LuxR solos in Photorhabdus species
Helge Björn Bode
- Bacteria communicate via small diffusible molecules to mediate group-coordinated behavior, a process designated as quorum sensing. The basic molecular quorum sensing system of Gram-negative bacteria consists of a LuxI-type autoinducer synthase producing acyl-homoserine lactones (AHLs) as signaling molecules, and a LuxR-type receptor detecting the AHLs to control expression of specific genes. However, many proteobacteria possess one or more unpaired LuxR-type receptors that lack a cognate LuxI-like synthase, referred to as LuxR solos. The enteric and insect pathogenic bacteria of the genus Photorhabdus harbor an extraordinarily high number of LuxR solos, more than any other known bacteria, and all lack a LuxI-like synthase. Here, we focus on the presence and the different types of LuxR solos in the three known Photorhabdus species using bioinformatics analyses. Generally, the N-terminal signal-binding domain (SBD) of LuxR-type receptors sensing AHLs have a motif of six conserved amino acids that is important for binding and specificity of the signaling molecule. However, this motif is altered in the majority of the Photorhabdus-specific LuxR solos, suggesting the use of other signaling molecules than AHLs.

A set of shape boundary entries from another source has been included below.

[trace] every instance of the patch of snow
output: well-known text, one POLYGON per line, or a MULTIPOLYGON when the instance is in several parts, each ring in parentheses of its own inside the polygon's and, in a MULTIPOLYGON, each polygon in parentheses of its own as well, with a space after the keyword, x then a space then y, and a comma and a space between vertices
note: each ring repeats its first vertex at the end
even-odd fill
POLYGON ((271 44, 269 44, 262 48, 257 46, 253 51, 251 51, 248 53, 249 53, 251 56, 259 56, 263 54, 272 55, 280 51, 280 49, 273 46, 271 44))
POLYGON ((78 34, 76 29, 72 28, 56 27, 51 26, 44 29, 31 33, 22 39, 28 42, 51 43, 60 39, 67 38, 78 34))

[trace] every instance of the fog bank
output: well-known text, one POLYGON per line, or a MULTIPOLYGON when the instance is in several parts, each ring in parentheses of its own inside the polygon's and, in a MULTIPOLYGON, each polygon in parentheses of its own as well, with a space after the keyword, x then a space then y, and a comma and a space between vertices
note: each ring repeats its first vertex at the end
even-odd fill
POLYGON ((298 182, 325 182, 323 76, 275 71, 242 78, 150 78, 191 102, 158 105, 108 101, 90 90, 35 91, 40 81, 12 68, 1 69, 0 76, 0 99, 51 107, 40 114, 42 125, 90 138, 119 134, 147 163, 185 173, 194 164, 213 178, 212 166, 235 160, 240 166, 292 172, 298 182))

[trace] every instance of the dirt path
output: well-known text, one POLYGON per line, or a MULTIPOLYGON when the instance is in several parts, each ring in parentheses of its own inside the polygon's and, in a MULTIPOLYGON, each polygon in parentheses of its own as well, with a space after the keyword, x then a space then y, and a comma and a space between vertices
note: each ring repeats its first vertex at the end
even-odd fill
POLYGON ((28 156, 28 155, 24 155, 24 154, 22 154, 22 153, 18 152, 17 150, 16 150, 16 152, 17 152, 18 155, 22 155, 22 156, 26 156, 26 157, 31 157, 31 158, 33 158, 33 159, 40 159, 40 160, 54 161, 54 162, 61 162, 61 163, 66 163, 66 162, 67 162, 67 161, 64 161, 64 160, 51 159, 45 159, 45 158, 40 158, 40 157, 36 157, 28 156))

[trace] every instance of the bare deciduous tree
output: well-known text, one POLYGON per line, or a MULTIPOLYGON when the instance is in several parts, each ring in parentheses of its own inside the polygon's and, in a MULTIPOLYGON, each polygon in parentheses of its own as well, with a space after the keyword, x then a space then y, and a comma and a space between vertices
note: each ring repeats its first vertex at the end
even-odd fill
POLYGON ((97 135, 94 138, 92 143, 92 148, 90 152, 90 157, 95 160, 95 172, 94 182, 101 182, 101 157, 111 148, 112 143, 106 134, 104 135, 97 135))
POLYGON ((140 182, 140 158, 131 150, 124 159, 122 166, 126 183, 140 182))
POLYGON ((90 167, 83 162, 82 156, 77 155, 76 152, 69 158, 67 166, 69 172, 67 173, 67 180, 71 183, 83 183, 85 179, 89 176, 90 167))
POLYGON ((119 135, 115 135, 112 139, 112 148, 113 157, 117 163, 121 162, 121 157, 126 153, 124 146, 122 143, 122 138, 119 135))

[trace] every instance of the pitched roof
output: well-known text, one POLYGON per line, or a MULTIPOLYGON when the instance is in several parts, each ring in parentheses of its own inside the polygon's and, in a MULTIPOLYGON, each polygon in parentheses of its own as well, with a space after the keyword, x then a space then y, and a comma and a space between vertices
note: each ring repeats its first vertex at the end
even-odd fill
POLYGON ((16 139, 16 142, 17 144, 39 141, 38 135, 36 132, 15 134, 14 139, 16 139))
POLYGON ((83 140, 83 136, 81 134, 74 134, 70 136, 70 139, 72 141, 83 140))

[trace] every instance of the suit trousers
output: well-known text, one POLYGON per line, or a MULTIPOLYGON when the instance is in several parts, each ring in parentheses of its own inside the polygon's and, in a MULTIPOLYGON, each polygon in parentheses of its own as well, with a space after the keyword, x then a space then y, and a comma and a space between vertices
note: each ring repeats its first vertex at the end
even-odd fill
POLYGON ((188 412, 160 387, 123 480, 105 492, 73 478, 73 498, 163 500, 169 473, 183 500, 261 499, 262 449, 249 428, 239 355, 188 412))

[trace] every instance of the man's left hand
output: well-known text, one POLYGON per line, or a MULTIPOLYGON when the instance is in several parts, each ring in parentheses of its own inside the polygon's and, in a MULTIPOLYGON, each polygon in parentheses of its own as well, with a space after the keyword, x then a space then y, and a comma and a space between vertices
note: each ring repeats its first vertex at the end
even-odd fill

Furthermore, all Photorhabdus species contain at least one LuxR solo with an intact AHL-binding motif, which might allow the ability to sense AHLs of other bacteria. Moreover, all three species have high AHL-degrading activity caused by the presence of different AHL-lactonases and AHL-acylases, revealing a high quorum quenching activity against other bacteria. However, the majority of the other LuxR solos in Photorhabdus have a N-terminal so-called PAS4-domain instead of an AHL-binding domain, containing different amino acid motifs than the AHL-sensors, which potentially allows the recognition of a highly variable range of signaling molecules that can be sensed apart from AHLs. These PAS4-LuxR solos are proposed to be involved in host sensing, and therefore in inter-kingdom signaling. Overall, Photorhabdus species are perfect model organisms to study bacterial communication via LuxR solos and their role for a symbiotic and pathogenic life style.